29 May 2020


The power of owning long-term winners

The power of compounding, or the “eighth wonder of the world” as Albert Einstein called it, can be counterintuitive sometimes. Small increases in annual returns, when compounded over long periods of time, result in very large increases in one’s investment.

See the table below, for example. Compounding at 8 per cent per annum for 30 years will give you 10x your original investment. Whereas compounding at 12 per cent over the same period will give you 30x your original investment – three times better than in the 8 per cent scenario.
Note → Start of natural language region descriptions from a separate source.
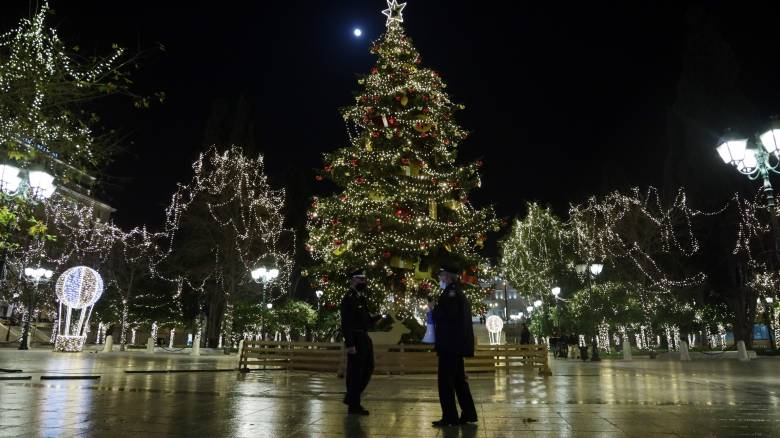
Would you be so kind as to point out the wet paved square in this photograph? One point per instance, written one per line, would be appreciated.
(643, 398)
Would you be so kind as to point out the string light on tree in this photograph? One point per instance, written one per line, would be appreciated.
(402, 205)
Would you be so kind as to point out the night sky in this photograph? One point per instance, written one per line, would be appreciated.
(564, 100)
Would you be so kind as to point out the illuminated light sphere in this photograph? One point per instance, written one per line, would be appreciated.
(494, 324)
(79, 287)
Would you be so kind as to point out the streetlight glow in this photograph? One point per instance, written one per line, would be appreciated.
(41, 184)
(733, 151)
(771, 141)
(9, 179)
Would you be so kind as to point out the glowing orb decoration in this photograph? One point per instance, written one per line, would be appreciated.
(79, 287)
(494, 324)
(69, 344)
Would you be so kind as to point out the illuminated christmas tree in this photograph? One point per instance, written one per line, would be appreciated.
(402, 207)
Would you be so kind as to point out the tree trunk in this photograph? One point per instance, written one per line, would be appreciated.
(214, 318)
(744, 315)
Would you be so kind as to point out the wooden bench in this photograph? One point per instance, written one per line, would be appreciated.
(388, 359)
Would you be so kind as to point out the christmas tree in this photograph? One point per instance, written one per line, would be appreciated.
(402, 208)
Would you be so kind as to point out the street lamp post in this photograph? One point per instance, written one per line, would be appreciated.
(263, 276)
(35, 184)
(506, 303)
(592, 271)
(319, 294)
(757, 161)
(35, 276)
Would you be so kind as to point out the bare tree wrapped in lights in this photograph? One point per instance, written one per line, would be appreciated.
(535, 254)
(402, 204)
(129, 273)
(226, 222)
(43, 87)
(82, 239)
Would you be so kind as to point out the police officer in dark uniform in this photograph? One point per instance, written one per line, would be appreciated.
(454, 341)
(355, 321)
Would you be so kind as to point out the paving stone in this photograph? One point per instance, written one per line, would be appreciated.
(642, 398)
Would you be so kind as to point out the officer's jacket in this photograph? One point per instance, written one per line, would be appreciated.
(354, 316)
(452, 319)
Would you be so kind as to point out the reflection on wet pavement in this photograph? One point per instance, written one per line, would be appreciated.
(641, 398)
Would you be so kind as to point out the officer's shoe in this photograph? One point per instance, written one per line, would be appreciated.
(445, 423)
(357, 410)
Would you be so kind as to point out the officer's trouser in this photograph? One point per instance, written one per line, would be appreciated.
(452, 382)
(360, 366)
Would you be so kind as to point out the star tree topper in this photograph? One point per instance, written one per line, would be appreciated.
(394, 11)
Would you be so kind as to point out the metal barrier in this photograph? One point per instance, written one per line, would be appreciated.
(388, 359)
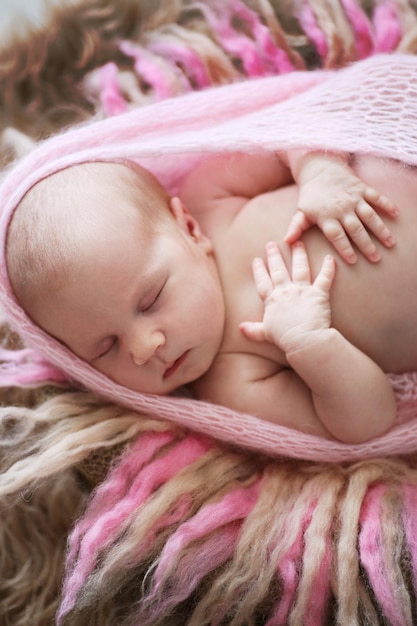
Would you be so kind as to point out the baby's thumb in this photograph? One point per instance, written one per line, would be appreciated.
(253, 330)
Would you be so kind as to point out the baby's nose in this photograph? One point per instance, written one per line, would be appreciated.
(145, 347)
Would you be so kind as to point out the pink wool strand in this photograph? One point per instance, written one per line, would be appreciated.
(109, 524)
(387, 27)
(374, 560)
(234, 506)
(361, 28)
(309, 25)
(190, 570)
(24, 368)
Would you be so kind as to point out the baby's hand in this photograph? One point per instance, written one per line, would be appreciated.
(295, 309)
(343, 207)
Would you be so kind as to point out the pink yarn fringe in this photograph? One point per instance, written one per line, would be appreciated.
(128, 487)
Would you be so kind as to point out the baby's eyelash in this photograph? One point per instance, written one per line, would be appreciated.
(154, 300)
(107, 349)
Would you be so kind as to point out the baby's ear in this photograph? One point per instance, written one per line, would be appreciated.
(188, 224)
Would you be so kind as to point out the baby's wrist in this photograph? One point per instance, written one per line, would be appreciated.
(312, 163)
(294, 344)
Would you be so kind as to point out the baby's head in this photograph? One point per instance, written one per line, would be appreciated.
(103, 260)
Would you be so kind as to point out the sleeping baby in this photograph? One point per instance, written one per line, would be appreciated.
(200, 289)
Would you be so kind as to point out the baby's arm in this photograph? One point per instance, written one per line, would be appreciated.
(334, 198)
(350, 394)
(330, 194)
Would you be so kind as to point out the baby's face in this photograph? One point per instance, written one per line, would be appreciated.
(142, 305)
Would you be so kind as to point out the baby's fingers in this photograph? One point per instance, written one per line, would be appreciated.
(254, 331)
(361, 238)
(375, 224)
(335, 233)
(325, 277)
(383, 203)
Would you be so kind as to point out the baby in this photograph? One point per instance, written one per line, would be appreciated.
(157, 292)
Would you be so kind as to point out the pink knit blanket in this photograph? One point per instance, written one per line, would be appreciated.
(370, 107)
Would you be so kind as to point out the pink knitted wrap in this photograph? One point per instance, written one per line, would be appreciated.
(370, 107)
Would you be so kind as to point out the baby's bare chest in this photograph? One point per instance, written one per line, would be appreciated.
(374, 306)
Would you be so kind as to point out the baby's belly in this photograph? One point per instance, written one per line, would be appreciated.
(373, 305)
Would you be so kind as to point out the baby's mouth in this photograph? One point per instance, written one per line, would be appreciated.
(171, 369)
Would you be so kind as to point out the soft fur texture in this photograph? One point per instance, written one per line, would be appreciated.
(185, 531)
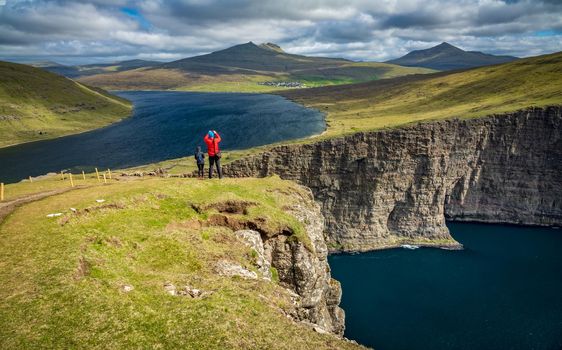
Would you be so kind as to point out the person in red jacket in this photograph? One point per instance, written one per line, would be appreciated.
(212, 140)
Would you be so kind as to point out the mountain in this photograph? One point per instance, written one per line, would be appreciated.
(272, 46)
(448, 57)
(36, 104)
(528, 82)
(248, 68)
(92, 69)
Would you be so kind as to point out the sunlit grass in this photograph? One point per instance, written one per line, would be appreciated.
(62, 278)
(36, 105)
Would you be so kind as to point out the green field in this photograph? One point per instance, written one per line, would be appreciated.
(478, 92)
(37, 105)
(240, 69)
(64, 279)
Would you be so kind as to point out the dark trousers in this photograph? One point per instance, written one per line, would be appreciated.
(212, 161)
Screen Shot 2020-05-29 at 1.37.45 pm

We decided to take a look at the 10YR annualised shareholder returns of US stocks (we limited to those which have more than US$5 million in daily liquidity today in order to keep the list manageable).

Shown below is a histogram of the number of US stocks (vertical axis) for each level of 10YR annualised return (horizontal axis). As you can see, there is a reasonable bell curve around the median return of 7.7 per cent per annum, over the last 10 years.

Screen Shot 2020-05-29 at 1.38.07 pm

Source: Bloomberg; MGI

What is particularly interesting, however, is looking at what the differences in the range of returns means for investor outcomes over 10 years. Shown below is the above histogram, but this time the horizontal axis represents the dollar amount after 10 years to which a $1 initial investment will grow.

Screen Shot 2020-05-29 at 1.38.40 pm

Source: Bloomberg; MGI

Straight away you can see that most stocks don’t grow much above $2 or $3 over 10 years. Indeed, the median stock would have converted $1 into $2 over the period. The Russell 3000 Index – which is a collection of the 3000 largest US businesses – would have converted $1 into $2.90 over the period.

But there is a very long tail to the right-hand side of the chart. This tail reflects a handful of stocks – 79 to be precise – which resulted in 10x or more enlargement of one’s original investment 10 years prior.

This disproportionality of investing in long-term winners is one of the reasons we believe in owning high-quality businesses in our portfolios. If we can own the businesses which are going to win over the next 10 years and beyond, we believe we give ourselves a good chance of picking up some of these stocks in the right-hand tail.